46. Wells gives a lively account on her collaboration with Douglass at the 1893 Chicago World’s Fair in her autobiography (Crusade, 115–20). According to Wells, the pamphlet was turned into “a creditable little book called The Reason Why the Colored American Is Not in the World’s Columbian Exposition. It was a clear, plain statement of facts concerning the oppression put upon the colored people in this land of the free and home of the brave. We circulated ten thousand copies of this little book during the remaining three months of the fair” (117).

47. Wells-Barnett’s relations with Du Bois were strained after Du Bois took her off the list of the NAACP’s Founding Forty (see above, n. 30). As Giddings suggests, Wells-Barnett’s “ideology and militant views were something that the civil rights organization could, literally, not afford” (Ida, 497).

48. On Wells-Barnett’s relations with Garvey, see Crusade, 380–82. Garvey applauded her by counting her among the “conscientious workers [. . .] whose fight for the uplift of the race is one of life and death” (Giddings, Ida, 585). Garvey invited her several times to address his Universal Negro Improvement Association (UNIA) in the fall of 1918, when Wells-Barnett and other radical activists, e.g., William Trotter and A. Philip Randolph, were elected to represent the UNIA at the Versailles Peace Treaty negotiations (but were denied passports by the government). In 1919, Ferdinand Barnett defended Garvey in a libel case; see Giddings, Ida, 619.

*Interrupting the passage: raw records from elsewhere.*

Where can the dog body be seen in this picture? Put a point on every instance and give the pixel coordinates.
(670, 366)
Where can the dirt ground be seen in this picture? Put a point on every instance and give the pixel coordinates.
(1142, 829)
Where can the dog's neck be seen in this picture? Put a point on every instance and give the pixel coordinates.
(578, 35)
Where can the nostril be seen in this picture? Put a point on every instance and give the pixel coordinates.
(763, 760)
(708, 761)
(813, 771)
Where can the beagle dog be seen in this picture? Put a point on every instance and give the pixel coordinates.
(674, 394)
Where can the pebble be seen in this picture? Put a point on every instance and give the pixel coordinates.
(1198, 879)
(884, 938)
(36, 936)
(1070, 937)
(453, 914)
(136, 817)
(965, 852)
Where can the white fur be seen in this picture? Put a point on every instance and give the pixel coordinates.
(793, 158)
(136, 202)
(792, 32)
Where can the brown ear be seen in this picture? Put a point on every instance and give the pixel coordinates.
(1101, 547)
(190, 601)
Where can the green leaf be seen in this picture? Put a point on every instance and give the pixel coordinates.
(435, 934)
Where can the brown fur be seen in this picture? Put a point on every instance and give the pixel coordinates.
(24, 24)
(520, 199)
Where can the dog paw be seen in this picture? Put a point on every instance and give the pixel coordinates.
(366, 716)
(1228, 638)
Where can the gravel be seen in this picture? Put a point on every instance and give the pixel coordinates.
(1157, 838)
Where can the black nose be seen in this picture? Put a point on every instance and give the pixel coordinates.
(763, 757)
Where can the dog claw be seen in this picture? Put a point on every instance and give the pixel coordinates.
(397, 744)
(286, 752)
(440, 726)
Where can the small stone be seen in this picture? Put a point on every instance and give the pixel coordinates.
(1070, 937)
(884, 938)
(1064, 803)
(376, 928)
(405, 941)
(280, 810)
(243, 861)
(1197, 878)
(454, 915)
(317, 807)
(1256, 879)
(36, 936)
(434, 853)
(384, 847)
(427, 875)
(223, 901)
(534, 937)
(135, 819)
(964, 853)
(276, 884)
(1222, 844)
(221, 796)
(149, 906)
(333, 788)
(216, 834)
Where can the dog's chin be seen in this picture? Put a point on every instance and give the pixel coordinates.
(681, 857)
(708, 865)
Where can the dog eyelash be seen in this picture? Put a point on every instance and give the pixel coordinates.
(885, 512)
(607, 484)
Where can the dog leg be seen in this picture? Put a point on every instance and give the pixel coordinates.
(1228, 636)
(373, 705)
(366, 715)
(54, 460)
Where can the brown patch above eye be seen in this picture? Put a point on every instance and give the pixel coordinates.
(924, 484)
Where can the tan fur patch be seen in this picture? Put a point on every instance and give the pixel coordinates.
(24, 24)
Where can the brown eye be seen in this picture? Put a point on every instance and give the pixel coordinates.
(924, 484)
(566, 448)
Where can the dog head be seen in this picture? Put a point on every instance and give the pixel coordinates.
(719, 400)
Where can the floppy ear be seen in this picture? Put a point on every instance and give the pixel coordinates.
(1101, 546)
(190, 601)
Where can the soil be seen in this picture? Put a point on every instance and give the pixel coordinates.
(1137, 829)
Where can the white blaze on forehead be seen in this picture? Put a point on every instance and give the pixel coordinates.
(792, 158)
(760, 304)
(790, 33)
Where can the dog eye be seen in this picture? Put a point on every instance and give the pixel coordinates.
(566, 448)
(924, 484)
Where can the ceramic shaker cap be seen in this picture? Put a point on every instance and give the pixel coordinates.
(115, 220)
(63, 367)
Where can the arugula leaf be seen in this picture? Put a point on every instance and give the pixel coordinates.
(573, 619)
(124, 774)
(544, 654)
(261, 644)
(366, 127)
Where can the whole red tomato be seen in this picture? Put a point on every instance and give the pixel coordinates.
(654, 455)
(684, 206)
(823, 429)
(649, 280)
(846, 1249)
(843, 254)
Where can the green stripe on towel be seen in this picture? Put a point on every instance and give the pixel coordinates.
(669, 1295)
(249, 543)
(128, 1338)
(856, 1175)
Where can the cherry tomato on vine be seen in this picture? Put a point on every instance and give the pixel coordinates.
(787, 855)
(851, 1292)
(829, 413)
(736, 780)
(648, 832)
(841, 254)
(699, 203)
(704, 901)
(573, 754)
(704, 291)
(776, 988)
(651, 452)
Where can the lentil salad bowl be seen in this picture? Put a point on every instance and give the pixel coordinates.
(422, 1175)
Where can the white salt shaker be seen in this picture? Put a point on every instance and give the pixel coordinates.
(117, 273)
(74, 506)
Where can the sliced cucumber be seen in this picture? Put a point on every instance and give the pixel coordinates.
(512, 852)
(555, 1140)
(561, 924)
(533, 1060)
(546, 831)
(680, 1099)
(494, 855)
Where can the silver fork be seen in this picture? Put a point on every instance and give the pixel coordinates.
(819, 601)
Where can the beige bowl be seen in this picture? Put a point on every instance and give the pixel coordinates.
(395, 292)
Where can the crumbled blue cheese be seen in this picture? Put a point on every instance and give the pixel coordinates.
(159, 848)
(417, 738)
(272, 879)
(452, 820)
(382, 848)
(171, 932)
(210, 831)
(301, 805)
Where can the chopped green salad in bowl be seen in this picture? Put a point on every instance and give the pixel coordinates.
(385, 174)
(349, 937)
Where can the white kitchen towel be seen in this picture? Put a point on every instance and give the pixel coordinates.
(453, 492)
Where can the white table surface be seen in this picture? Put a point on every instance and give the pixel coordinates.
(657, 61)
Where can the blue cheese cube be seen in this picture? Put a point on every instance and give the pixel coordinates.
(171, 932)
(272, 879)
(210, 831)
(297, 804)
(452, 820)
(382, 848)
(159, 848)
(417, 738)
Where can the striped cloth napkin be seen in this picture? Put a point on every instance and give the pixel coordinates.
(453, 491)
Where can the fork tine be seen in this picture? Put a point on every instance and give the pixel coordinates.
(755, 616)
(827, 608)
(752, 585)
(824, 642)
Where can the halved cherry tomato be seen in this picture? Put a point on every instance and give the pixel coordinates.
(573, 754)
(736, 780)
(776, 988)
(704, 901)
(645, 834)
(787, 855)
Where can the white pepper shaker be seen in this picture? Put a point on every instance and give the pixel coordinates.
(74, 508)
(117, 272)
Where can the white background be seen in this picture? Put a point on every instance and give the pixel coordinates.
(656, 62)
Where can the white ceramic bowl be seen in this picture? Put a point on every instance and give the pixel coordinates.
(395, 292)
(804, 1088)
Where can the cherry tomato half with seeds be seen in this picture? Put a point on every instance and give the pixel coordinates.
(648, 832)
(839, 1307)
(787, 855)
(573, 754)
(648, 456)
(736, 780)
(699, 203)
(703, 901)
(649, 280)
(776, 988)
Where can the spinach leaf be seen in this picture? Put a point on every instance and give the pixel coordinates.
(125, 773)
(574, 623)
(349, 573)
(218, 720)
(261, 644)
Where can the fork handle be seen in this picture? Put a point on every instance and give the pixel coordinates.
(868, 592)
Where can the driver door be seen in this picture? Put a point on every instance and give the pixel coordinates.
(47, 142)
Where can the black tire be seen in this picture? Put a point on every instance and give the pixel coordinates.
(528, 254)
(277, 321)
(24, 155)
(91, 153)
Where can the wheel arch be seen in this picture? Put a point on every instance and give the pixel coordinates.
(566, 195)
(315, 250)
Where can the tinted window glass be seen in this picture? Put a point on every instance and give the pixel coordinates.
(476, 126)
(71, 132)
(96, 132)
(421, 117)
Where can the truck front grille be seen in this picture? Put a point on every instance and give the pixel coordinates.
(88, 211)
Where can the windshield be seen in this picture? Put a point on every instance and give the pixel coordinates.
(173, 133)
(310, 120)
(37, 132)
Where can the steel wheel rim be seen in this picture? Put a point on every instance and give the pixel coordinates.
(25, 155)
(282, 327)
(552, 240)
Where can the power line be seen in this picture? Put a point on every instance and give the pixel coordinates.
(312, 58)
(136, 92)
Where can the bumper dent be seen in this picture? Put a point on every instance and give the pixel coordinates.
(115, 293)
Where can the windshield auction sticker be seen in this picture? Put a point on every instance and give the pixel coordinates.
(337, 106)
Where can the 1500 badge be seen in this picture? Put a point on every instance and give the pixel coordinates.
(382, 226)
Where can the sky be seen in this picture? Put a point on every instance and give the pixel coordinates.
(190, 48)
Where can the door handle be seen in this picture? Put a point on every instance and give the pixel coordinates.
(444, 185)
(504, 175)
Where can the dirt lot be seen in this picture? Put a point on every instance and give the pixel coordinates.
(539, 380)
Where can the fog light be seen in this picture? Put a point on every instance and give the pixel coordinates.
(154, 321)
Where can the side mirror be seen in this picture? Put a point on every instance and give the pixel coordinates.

49. As an exception to the rule, Wells-Barnett recounts her support of Robert T. Motts, who turned his saloon into the Pekin Theater, with its company of Black actors and an African American orchestra. It is typical of Wells’s broad-mindedness that, trying to convince other socially active women to collaborate with Motts, she argues “that now [sic] Mr. Motts was engaged in a venture of a constructive nature, I thought it our duty to forget the past and help him, that if he was willing to invest his money in something uplifting for the race we all ought to help” and that, furthermore, she “felt that the race owed Mr. Motts a debt of gratitude for giving us a theater in which we could sit anywhere we chose without restrictions” (Crusade, 290). In contrast to her autobiography, the few entries of her short Chicago diary passed down to us clearly manifest her love of music and her regular attendance at concerts, shows, and movies. See The 1930 Chicago Diary of Ida B. Wells-Barnett, included in the Memphis Diary.

50. Younger than Wells, Mary Jane McLeod Bethune lived to support the election campaign of Franklin D. Roosevelt in 1932 and became a close friend to First Lady Eleanor Roosevelt. Bethune was both a devoted educator (best known for having founded a school for Black girls in Daytona Beach, Florida, in 1904) and an activist focusing on various Black women’s associations (she was president of the Florida chapter of the National Association of Colored Women and in 1935 founded the National Council of Negro Women, which united twenty-eight different organizations).

51. In Prophesy Deliverance!, West presents Woodbey as a case of an “alliance of black theology and Marxist thought,” who “devoted his life to promoting structural social change and creating a counter-hegemonic culture in liberal capitalist America” (126).

Conclusion: Last Words on the Black Prophetic Tradition in the Age of Obama

1. Jason DeParle: “Harder for Americans to Rise from Lower Rungs,” New York Times, January 4, 2012.